Anonymity of the Results

tristinautrey · June 12, 2019, 5:00pm

Good morning,

I have created several surveys and either gathered / generated data in order to practice with the network analysis tool. However, just curious at how to anonymize the data once it is gathered? Or is there a way to do this on the front end before the survey is sent out? Another way to ask this is, “is there a way to toggle between anonymized and non-anonymized data?”

apitts · June 13, 2019, 4:50am

Generally the way that this is done is to first generate the networks from the survey in the normal way. Then, you can go to explore for each network and export to Excel. Once the data is in Excel you can use INDEX and MATCH in Excel to replace the name / id column with something like “Respondent 1”, “Respondent 2”, etc and then also replace the Source and Target columns with the anonymized respondent name. You will also want to give some thought to remove or aggregating any attribute data that would otherwise make a respondent identifiable. Once done, save the Excel file and then either upload it as a new network or update the existing network.

A few users have indicated that they would appreciate the ability to generate anonymised networks by toggling an option at the point of generating the network in Polinode.
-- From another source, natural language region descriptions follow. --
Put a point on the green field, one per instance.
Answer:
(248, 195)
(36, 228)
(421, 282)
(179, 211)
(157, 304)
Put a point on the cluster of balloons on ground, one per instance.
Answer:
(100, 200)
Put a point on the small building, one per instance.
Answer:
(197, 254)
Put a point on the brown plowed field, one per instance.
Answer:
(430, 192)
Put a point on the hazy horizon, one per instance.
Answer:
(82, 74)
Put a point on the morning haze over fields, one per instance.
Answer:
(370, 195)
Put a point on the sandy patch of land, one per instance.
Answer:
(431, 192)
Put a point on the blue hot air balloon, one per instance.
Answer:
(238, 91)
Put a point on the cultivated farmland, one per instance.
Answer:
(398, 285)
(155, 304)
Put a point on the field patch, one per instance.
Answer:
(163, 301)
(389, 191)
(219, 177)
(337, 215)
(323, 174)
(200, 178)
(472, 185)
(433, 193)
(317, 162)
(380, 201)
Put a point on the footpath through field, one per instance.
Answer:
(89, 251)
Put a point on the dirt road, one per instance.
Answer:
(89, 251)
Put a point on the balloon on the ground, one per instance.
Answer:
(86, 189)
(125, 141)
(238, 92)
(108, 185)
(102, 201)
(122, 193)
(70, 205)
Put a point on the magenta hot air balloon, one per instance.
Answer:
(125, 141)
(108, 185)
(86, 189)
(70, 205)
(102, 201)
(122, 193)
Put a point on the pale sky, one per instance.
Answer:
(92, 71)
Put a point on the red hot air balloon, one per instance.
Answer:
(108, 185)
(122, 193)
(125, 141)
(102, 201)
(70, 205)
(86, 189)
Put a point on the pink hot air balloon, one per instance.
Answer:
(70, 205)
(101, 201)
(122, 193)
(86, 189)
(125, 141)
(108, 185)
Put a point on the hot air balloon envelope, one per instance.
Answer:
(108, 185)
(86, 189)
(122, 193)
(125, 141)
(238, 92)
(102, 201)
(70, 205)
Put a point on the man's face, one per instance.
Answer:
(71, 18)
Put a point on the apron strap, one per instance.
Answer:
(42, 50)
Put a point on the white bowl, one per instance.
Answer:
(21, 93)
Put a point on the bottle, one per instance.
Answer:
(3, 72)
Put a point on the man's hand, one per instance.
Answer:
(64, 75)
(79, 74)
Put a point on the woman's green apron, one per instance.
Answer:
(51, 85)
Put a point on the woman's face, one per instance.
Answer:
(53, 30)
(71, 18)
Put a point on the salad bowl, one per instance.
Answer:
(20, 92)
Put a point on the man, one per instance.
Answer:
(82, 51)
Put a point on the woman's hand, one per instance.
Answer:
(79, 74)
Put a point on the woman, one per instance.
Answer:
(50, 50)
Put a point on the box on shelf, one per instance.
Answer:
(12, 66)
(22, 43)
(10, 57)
A feature request along those lines would of course be welcome - feel free to post it under Feature Requests.

tristinautrey · June 13, 2019, 5:57pm

Thanks for the information. Quick question, I tried a couple of different ways to do this, couldn’t get it done with INDEX and MATCH. But I did simply replace the Name and Label columns with Respondent 1, etc. and it worked. Is there a reason why I shouldn’t do this?

apitts · June 14, 2019, 1:31am

Yes, this will work, i.e. it’s possible to just replace the Name and Label columns when using networks that are created from surveys because those networks use the id column for the source and target columns in the edges worksheet. Ideally though you would actually replace this id column in the nodes worksheet with something else and then do a lookup in the source and target column to replace those ids with the new anonymized value. The reason being that the id’s used are the id’s that Polinode uses for respondents in the survey. If you are just screen sharing or similar this may not be an issue…but if you are actually providing access to the anonymized network then this isn’t ideal / best practice. The user with access is unlikely to have access to those Polinode id’s but it would be better to truly anonymize regardless.

soconnor · August 5, 2019, 12:49pm

Maybe im not reading something right here but as i understand it the quickest way to do this is just replace the names in the attribute column under name with numbers or respondant 1 etc is that right?
IM not sure what is being referred to as the “label” column?

apitts · August 6, 2019, 1:42am

@soconnor, it sounds like you may be using the raw survey export rather than exported individual networks (i.e. post generation) here. You can still anonymise the data from the raw survey export but will need to anonymise the name column as well as the source and target column in each relationship tab in this situation. The quickest way to do this is to add a new Name column to the nodes worksheet with the anonymised name and then use INDEX(MATCH()) in each relationship question tab to replace the original source and target with the anonymised equivalent. You would then paste as values and delete the original name, source and target columns before uploading the anonymised relationship questions as networks.